Serial orthogonal radiographs taken at 6 weeks, 3 months, and 6 months after the fracture were reviewed by one observer (CEH) who was not a treating surgeon, to assess union by identifying bridging callus of at least two cortices [12
]. Patient charts were reviewed for documentation of the ability to bear weight without pain. The formation of bridging callus on radiographs and the ability to bear weight without pain are the most frequently used criteria for fracture union in reported clinical series and were used in this study [3
]. Cortical bridging observed on radiographs is reportedly the most reliable assessment of fracture healing [35
]. Nonunion was defined by pain with weightbearing and the absence of progressive fracture healing or bridging callus at the medial cortex on serial radiographs.

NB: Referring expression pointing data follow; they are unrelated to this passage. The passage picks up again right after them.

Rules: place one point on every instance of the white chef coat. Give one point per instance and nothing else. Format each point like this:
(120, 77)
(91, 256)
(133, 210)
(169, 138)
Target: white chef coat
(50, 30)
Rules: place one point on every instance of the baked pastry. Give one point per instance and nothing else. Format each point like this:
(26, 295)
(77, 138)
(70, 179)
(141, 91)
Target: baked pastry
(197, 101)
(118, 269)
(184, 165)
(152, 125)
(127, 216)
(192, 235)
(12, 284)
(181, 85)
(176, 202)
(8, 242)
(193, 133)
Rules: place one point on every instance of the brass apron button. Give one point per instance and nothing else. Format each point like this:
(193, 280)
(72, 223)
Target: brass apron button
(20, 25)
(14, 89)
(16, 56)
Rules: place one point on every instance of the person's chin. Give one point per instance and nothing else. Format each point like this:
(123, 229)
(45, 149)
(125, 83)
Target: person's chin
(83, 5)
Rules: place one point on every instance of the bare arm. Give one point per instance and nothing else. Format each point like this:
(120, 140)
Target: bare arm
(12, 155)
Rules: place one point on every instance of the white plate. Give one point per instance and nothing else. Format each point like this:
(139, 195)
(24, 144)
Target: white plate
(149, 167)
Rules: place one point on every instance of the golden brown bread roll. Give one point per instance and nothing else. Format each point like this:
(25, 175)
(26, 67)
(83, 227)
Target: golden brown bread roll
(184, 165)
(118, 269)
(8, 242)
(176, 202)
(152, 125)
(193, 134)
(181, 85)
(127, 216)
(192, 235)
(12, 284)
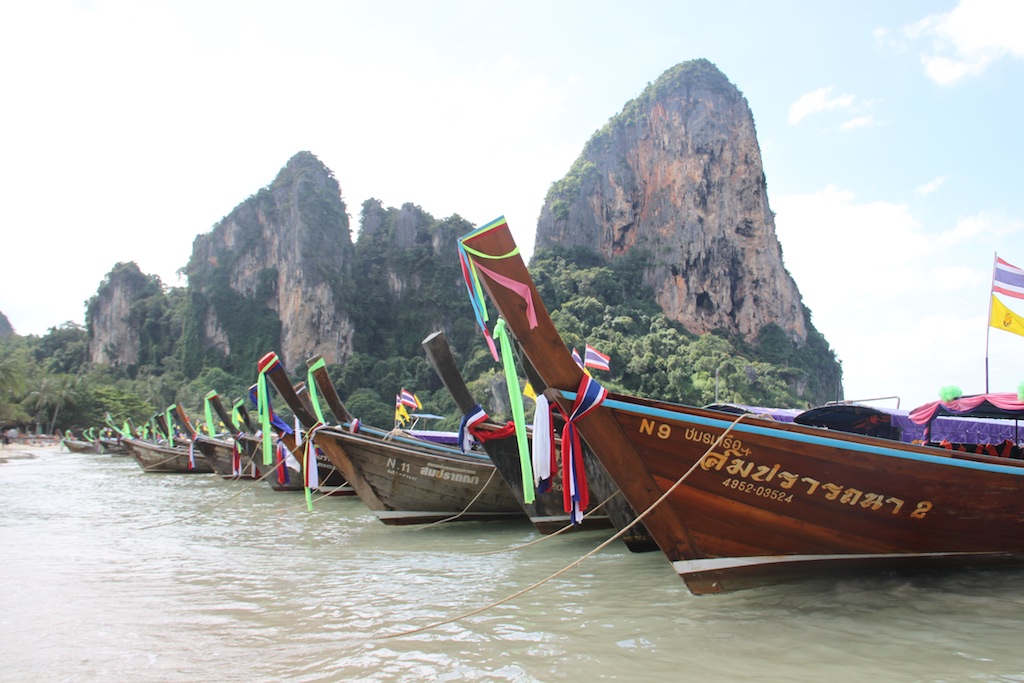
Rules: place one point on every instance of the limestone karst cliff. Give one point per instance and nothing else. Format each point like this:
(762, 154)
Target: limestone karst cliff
(678, 174)
(125, 319)
(271, 274)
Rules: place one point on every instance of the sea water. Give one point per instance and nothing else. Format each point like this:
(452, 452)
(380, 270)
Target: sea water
(110, 573)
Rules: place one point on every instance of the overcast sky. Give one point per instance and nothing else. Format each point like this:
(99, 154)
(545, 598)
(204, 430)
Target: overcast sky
(890, 132)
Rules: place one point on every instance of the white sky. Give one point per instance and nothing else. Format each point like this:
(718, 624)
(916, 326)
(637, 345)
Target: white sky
(890, 133)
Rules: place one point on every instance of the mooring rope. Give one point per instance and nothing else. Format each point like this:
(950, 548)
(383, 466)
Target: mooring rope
(464, 510)
(567, 527)
(213, 507)
(584, 557)
(148, 468)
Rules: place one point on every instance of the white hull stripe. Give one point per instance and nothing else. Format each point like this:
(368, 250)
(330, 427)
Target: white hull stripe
(822, 439)
(720, 563)
(561, 518)
(431, 514)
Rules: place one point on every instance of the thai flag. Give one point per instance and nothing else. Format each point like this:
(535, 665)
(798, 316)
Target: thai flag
(574, 489)
(596, 359)
(469, 422)
(310, 468)
(409, 398)
(1008, 280)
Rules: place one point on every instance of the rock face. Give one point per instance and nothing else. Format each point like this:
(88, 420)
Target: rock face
(678, 173)
(270, 275)
(115, 313)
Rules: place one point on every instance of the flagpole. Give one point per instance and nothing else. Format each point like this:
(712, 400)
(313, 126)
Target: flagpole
(988, 323)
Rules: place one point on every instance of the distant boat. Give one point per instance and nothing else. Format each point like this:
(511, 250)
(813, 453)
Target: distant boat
(284, 472)
(403, 479)
(153, 457)
(222, 455)
(547, 512)
(736, 502)
(113, 446)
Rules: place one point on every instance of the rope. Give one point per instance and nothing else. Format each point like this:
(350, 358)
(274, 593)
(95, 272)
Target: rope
(584, 557)
(148, 468)
(213, 507)
(567, 527)
(453, 517)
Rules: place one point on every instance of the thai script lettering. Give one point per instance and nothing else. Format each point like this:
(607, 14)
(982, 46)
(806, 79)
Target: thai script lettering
(744, 475)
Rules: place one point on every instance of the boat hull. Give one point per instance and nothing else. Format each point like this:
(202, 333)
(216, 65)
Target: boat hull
(769, 501)
(403, 482)
(75, 445)
(285, 476)
(157, 458)
(220, 455)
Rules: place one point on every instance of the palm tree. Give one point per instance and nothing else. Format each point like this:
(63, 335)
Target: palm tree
(11, 381)
(54, 391)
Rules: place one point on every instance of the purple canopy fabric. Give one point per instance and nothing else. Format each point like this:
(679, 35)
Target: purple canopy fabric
(1007, 404)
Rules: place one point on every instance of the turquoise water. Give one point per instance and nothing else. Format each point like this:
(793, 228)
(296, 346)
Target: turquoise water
(109, 573)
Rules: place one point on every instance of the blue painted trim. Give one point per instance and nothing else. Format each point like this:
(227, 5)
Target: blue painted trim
(747, 427)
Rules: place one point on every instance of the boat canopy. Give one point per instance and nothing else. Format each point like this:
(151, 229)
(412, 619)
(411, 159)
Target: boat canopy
(780, 414)
(1003, 406)
(900, 425)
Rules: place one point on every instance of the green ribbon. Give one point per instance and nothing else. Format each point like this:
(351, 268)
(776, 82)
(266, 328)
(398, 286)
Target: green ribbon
(208, 410)
(169, 417)
(263, 411)
(237, 421)
(311, 383)
(518, 414)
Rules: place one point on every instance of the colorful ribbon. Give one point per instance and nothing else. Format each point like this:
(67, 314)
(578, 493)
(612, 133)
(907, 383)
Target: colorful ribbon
(576, 493)
(518, 414)
(208, 411)
(311, 384)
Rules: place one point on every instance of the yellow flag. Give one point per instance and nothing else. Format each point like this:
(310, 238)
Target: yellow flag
(1004, 318)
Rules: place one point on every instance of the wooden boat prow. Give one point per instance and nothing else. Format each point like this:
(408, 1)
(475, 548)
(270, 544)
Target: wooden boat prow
(771, 501)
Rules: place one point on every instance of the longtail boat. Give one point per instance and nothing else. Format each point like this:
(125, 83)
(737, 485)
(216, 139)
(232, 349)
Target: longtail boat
(223, 456)
(547, 510)
(113, 445)
(402, 479)
(80, 445)
(283, 464)
(735, 502)
(154, 457)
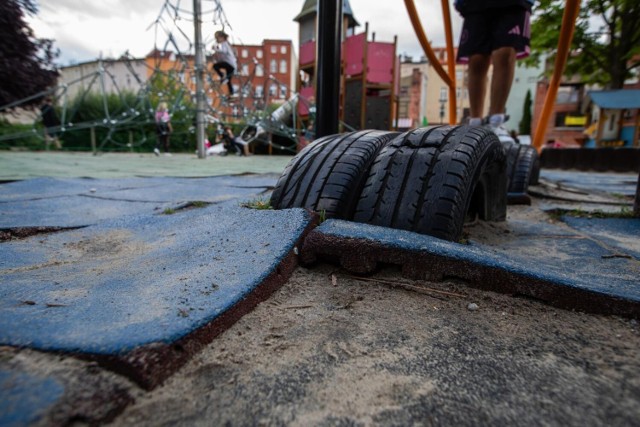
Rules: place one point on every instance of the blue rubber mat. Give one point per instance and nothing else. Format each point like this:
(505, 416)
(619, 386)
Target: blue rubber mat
(110, 288)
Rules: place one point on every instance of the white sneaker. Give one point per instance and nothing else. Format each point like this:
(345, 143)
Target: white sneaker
(495, 125)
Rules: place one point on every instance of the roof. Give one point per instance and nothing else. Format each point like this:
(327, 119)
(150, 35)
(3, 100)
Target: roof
(619, 99)
(310, 7)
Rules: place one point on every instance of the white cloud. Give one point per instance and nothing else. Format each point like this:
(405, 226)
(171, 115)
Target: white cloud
(85, 29)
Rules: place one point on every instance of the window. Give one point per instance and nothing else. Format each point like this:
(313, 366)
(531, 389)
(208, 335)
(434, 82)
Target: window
(443, 94)
(567, 95)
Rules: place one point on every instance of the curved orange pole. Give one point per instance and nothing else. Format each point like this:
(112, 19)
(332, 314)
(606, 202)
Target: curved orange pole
(451, 62)
(422, 38)
(572, 8)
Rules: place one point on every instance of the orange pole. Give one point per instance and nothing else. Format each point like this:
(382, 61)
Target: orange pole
(422, 38)
(572, 7)
(451, 63)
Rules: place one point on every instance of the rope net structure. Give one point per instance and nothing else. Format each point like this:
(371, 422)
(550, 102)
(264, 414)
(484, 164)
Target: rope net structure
(123, 119)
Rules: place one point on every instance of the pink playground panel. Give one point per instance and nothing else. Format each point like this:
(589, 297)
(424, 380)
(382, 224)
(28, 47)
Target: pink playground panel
(353, 54)
(308, 52)
(380, 61)
(303, 104)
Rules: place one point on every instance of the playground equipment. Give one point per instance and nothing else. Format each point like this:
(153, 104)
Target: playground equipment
(427, 180)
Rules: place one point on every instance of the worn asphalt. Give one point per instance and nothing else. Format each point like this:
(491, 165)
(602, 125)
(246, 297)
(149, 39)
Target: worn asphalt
(134, 263)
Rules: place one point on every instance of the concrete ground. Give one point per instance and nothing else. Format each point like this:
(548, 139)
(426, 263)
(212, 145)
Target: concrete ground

The amount of callus formed on the anterior, posterior, and medial sides of the fracture opposite the locking plate was measured on radiographs at 6, 12, and 24 weeks after injury in 63 fractures. To measure callus, the serial radiographs had to meet strict criteria such as consistent rotation, which resulted in eliminating seven fractures. An established algorithm was used to objectify the measurement of callus size [18
]. Briefly, custom software extracted the size of periosteal callus from plain radiographs without the need for manual tracing of callus boundaries. Callus size was converted to metric area using a length standard based on implant features. The algorithm was determined to measure callus area in surrogate models with an error less than 5% [18
]. For clinical oversight, three clinicians independently inspected the demarcation of cortical bone and periosteal callus in every analyzed image in a validation protocol [18
]. The actual callus measurements for the radiographs in this study were made by an independent observer (TJL) not involved in patient care.
The primary outcome was presence or absence of fracture healing determined by clinical and radiographic review. The individual values of patient age, ISS, bridge span length, and number of unfilled holes adjacent to the fracture were obtained and means were calculated [1
]. Fractures were divided into two groups based on whether they were healed. Comparisons then were performed using Fisher’s exact test for categorical variables such as smoking status and Student’s t test for continuous variables such as patient age. All tests were two-tailed. The effect of factors on time to weightbearing and time to bridging callus was assessed with Fisher’s exact test. The effect of factors on callus size was determined with ANOVA (SPSS statistics, SPSS Inc, Chicago, IL, USA).